И все потому, что я убежденный детерминист. Разумеется, способность ума подняться над житейской грязью — качество врожденное, инстинктивное, наследственное; однако немалую роль играет ваша философская концепция мира. И вот каким образом — хотя это покажется дерзким парадоксом! — Лукреций или Моисей могут побудить вас улыбаться или огорчаться при мелкой литературной пакости любящего друга, вроде вот этого, пропустившего в своей хронике мое имя. Будем же улыбаться! Мир есть бесконечное сцепление причин первичных и вторичных, все неизбежно, все фатально, нет ничего первоначального, спонтанного. Человек, сочиняющий прекрасную поэму или пишущий великолепное полотно, действует столь же автоматически, как земледелец, поднимающий мотыгу и ударяющий ею по земле, или как рабочий, вертящий рукоятку машины… Атомы неумолимы! Соединяясь в непостижимые комбинации, направляют они все сущее к Небытию; они побуждают таинственную силу, которую Шопенгауэр называл „волей“, а Фрошаммер „фантазией“, создавать художественное творение гения или совершать бесплодное злодейство… Есть знаменитая литография Домье, изображающая последний галоп на балу в Парижской опере; пестрая, лихорадочная, неистовая круговерть голов в самых невообразимых масках, скачущих ног, отчаянно вскинутых рук — словом, всяческих фигур в личинах, масок, которые сталкиваются, скачут, жестикулируют, отплясывают в последней судороге дикой оргии. Так вот, мир схож с этим рисунком Домье, где художник — как Гаварни в своих рисунках, а позже Форен в своих видениях Оперы, — сумел возродить мрачный и в то же время комический дух старинных Плясок Смерти. С точки зрения детерминизма, вся эта суета, эти взлеты и падения, эти безотчетные метания неуемного человечества в высшей степени комичны. Да, мир — это колоссальная литография Домье!»
Течение мыслей Асорина на миг приостановилось — видимо, он доволен своей фразой: человек он скромный. Затем он продолжает думать:
«Горько то, что эта пляска будет длиться тысячи веков, миллионы веков, миллионы миллионов веков.
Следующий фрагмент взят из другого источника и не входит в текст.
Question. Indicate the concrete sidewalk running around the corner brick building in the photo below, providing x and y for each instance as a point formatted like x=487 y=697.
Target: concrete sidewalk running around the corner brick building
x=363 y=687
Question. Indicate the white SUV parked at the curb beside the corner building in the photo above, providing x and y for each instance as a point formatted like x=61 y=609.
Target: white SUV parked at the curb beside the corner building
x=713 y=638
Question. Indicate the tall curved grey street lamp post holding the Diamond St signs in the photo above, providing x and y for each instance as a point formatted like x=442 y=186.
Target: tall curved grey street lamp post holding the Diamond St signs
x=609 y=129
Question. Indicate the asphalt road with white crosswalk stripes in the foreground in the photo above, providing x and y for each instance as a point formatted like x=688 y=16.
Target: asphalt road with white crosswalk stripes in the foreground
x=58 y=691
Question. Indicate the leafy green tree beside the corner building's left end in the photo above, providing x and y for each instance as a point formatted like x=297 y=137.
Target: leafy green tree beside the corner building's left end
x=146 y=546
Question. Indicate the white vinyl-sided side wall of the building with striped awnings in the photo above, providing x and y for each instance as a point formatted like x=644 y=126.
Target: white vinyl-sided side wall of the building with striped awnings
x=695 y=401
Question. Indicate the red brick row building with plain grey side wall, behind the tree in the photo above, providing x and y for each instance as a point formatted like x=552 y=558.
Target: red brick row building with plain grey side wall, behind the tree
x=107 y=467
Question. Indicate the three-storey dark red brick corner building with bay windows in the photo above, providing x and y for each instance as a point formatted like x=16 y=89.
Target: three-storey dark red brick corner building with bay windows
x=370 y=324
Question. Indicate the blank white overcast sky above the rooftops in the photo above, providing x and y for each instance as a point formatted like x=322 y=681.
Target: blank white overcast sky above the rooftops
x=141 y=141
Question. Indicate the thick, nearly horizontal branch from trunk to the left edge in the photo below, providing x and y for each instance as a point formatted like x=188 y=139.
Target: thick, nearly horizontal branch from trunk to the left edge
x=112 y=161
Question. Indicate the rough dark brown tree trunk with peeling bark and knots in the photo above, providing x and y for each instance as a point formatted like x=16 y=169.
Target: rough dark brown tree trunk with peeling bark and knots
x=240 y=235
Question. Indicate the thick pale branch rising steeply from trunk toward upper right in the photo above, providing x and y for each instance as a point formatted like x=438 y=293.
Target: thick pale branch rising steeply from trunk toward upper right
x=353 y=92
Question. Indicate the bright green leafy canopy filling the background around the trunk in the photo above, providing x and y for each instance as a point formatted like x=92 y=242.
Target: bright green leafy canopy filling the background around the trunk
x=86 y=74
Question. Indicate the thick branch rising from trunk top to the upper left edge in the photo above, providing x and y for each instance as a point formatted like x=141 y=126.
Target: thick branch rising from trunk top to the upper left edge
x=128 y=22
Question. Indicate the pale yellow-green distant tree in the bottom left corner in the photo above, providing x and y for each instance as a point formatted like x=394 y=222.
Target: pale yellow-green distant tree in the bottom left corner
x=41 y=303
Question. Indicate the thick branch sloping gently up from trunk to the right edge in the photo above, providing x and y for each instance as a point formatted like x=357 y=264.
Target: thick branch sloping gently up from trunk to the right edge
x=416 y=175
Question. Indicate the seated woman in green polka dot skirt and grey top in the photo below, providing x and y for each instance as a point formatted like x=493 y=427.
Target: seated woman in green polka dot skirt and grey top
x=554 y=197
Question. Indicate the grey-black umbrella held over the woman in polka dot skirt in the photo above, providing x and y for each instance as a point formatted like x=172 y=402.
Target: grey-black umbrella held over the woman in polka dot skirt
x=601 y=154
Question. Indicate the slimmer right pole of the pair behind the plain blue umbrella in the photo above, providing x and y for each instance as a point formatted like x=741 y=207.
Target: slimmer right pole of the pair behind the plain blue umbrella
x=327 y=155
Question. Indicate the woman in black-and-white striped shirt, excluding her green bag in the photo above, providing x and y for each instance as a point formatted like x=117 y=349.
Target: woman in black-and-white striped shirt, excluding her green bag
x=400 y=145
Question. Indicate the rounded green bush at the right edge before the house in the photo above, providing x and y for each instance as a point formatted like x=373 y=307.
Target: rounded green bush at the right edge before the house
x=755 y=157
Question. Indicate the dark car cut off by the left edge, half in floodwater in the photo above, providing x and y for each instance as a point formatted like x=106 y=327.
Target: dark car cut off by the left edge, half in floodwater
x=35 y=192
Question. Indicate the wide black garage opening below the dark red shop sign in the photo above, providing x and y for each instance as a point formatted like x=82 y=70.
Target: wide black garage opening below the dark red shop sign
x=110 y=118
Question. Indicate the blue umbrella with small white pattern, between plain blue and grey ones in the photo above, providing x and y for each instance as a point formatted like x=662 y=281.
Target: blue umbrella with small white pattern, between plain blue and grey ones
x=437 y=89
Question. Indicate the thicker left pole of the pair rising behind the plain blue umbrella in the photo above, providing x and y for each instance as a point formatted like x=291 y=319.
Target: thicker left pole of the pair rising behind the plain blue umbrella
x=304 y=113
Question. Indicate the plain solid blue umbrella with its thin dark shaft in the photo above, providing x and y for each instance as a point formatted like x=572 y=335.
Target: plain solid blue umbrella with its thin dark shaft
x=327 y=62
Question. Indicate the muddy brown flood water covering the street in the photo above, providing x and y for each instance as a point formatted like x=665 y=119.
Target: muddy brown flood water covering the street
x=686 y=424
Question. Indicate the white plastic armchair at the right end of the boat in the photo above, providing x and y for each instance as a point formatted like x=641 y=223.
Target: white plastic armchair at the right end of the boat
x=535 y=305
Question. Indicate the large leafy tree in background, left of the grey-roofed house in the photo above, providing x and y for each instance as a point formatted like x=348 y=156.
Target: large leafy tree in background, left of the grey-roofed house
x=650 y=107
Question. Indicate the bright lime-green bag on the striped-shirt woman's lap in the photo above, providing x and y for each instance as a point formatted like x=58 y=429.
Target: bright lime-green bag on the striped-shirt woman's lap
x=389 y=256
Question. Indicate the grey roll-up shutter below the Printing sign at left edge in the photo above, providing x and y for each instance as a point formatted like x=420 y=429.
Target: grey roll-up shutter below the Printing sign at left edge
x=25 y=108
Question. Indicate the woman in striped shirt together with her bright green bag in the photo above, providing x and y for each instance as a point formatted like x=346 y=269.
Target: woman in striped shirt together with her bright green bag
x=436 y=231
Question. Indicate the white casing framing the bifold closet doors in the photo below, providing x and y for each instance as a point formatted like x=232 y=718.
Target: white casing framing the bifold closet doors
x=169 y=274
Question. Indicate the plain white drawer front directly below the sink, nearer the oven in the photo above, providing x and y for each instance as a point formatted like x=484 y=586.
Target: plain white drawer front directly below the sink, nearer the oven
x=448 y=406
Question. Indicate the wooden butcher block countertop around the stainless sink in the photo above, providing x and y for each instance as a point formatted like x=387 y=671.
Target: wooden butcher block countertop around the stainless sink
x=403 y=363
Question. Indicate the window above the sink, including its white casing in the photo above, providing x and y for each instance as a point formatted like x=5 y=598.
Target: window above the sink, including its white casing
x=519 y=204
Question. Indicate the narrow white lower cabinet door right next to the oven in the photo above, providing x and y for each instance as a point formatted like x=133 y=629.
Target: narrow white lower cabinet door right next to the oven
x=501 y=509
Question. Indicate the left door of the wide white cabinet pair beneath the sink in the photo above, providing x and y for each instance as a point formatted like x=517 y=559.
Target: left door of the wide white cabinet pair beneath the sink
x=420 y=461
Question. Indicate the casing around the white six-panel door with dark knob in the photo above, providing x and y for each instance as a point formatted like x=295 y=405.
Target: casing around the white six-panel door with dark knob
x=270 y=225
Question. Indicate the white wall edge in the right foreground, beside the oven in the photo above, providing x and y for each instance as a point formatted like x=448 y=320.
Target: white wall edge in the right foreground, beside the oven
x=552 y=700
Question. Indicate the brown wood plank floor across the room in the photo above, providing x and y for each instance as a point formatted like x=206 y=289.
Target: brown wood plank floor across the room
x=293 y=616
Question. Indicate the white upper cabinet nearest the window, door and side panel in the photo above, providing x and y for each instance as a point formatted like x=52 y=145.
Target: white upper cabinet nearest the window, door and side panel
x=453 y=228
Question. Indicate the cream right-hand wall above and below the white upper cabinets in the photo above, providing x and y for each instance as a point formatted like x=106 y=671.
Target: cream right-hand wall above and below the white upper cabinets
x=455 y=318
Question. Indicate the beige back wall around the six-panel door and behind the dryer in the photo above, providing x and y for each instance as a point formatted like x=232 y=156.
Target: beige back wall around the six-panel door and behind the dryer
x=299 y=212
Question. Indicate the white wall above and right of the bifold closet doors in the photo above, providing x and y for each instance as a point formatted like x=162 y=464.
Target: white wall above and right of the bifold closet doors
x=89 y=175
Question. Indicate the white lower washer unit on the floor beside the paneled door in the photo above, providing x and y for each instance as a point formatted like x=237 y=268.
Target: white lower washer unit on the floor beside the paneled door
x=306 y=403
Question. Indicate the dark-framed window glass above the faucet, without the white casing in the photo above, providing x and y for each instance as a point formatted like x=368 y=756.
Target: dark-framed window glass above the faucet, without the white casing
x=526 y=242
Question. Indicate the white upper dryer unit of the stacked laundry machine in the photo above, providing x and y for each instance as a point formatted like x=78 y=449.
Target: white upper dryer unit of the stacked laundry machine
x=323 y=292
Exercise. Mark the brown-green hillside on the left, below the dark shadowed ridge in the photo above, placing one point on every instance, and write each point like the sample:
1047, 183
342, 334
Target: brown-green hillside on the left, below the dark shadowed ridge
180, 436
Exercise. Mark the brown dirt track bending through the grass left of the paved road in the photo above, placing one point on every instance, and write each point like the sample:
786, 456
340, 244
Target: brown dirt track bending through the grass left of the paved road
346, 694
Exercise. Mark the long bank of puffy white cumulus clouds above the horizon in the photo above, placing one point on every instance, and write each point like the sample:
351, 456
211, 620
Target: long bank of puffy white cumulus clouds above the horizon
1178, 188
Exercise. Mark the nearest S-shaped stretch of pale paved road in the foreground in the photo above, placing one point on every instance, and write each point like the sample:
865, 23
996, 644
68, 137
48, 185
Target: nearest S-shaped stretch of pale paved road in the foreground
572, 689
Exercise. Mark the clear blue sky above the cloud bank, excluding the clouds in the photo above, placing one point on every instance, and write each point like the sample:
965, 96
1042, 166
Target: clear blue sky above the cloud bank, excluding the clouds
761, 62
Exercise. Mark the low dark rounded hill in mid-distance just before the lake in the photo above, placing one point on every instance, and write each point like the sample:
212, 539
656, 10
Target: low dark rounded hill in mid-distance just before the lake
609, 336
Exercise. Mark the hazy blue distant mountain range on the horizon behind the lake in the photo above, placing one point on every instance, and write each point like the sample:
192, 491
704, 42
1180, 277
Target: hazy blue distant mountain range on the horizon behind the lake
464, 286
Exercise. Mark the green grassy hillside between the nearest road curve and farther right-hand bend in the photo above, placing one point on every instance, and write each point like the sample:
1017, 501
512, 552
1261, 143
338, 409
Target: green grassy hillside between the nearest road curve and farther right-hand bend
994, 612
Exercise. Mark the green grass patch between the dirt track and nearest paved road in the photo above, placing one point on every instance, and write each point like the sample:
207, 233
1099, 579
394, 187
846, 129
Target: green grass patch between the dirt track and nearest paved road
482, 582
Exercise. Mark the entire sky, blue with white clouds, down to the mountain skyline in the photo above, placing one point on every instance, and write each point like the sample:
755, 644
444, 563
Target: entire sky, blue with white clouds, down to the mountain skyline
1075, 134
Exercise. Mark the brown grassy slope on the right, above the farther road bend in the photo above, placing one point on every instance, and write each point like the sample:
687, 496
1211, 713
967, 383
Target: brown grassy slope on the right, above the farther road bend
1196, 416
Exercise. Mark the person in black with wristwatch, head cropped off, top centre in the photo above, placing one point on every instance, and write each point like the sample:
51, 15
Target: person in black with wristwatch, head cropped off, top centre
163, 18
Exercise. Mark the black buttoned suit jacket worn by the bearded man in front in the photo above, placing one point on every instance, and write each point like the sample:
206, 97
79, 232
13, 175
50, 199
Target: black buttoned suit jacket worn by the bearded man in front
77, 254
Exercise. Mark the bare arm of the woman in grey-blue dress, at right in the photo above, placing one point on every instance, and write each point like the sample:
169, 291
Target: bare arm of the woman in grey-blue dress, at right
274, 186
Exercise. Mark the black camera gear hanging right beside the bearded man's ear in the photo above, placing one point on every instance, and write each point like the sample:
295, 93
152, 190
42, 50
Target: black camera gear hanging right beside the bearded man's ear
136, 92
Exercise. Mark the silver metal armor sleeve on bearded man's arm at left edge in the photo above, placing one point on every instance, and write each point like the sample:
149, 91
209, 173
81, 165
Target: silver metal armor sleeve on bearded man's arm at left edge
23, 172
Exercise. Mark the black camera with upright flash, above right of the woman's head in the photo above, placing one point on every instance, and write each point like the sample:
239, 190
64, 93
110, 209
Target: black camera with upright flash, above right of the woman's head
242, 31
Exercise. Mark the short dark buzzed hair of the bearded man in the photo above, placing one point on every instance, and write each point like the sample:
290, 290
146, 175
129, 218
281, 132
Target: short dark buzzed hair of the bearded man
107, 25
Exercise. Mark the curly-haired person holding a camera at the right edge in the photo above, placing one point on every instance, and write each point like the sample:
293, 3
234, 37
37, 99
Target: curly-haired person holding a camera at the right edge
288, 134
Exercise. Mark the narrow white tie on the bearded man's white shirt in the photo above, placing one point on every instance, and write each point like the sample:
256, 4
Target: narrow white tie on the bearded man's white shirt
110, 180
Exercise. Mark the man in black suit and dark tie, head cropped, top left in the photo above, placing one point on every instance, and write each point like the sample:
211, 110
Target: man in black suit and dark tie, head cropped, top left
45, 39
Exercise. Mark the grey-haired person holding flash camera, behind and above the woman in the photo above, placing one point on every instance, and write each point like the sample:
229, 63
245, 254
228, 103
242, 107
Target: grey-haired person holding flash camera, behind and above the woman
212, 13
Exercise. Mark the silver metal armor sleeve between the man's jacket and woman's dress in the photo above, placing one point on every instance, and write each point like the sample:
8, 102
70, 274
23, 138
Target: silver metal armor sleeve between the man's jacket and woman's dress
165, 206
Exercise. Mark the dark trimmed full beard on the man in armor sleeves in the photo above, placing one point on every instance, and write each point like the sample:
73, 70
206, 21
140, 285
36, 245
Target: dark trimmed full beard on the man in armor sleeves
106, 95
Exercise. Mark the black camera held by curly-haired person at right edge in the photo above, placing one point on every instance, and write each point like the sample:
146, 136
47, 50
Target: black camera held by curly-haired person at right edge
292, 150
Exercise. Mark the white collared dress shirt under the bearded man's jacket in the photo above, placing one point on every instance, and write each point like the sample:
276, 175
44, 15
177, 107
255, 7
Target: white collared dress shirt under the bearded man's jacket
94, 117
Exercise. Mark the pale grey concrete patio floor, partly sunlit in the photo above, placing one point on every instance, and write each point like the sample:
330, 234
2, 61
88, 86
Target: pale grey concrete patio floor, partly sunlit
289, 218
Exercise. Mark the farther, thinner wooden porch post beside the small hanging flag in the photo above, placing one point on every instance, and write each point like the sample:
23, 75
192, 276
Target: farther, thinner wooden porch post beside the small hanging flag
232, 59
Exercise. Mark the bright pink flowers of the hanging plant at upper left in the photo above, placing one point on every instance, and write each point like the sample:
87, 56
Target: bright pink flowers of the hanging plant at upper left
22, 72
Она вечна! Фридрих Ницше, живя в 1881 году в деревенском уединении и предаваясь своим плодотворным размышлениям, был однажды ошеломлен, испуган, устрашен. В его мозгу внезапно сложилась гипотеза „вечного Возвращения“! Вечное Возвращение есть не что иное, как беспредельная, „вечно повторяющаяся“ пляска человечества. Атомы, в их непрестанных соединениях, образуют все новые и новые миры; комбинациям несть числа; но поскольку атомы все те же — ибо ничто не возникает и ничто не исчезает — и поскольку движущая ими сила неизменно и постоянно все та же, логически должен наступить — а может, уже и наступил — момент, когда комбинации повторяются. Стало быть, возможен такой, например, случай — как предполагал почтенный Юсте, — что этот самый мир, в котором мы теперь живем, возникнет снова, а с ним и в таком же виде все существа, ныне в нем обитающие. „Все состояния, которые этот мир может пройти, — говорит Ницше, — он уже прошел, и не один раз, но бессчетное число раз“. То же происходит и с данным моментом: он уже был однажды, много раз; и он снова наступит, когда все силы распределятся точно так, как ныне, и то же самое произойдет с моментом, породившим нынешний, и с моментом, который родится из нынешнего. О человек! Вся твоя жизнь, подобно песочным часам, вечно будет снова и снова перевернута и снова и снова будет иссякать — и каждая из этих жизней будет отделена от прежней всего лишь одним долгим мигом, необходимым для того, чтобы все условия, приведшие к твоему рождению, были воспроизведены во вселенной! И тогда ты снова обретешь каждое страдание и каждую радость, каждого друга и каждого недруга, каждую надежду и каждое заблуждение, каждую былинку и каждый луч солнца и весь порядок всего сущего. Этот цикл, частицей которого ты являешься, возникнет снова. И в каждом цикле человеческого существования всегда есть час, когда — сначала у одного индивидуума, затем у многих, а там у всех — возникает важнейшая мысль, мысль о всеобщем Возвращении всего. И этот час для человечества — всегда его полдень».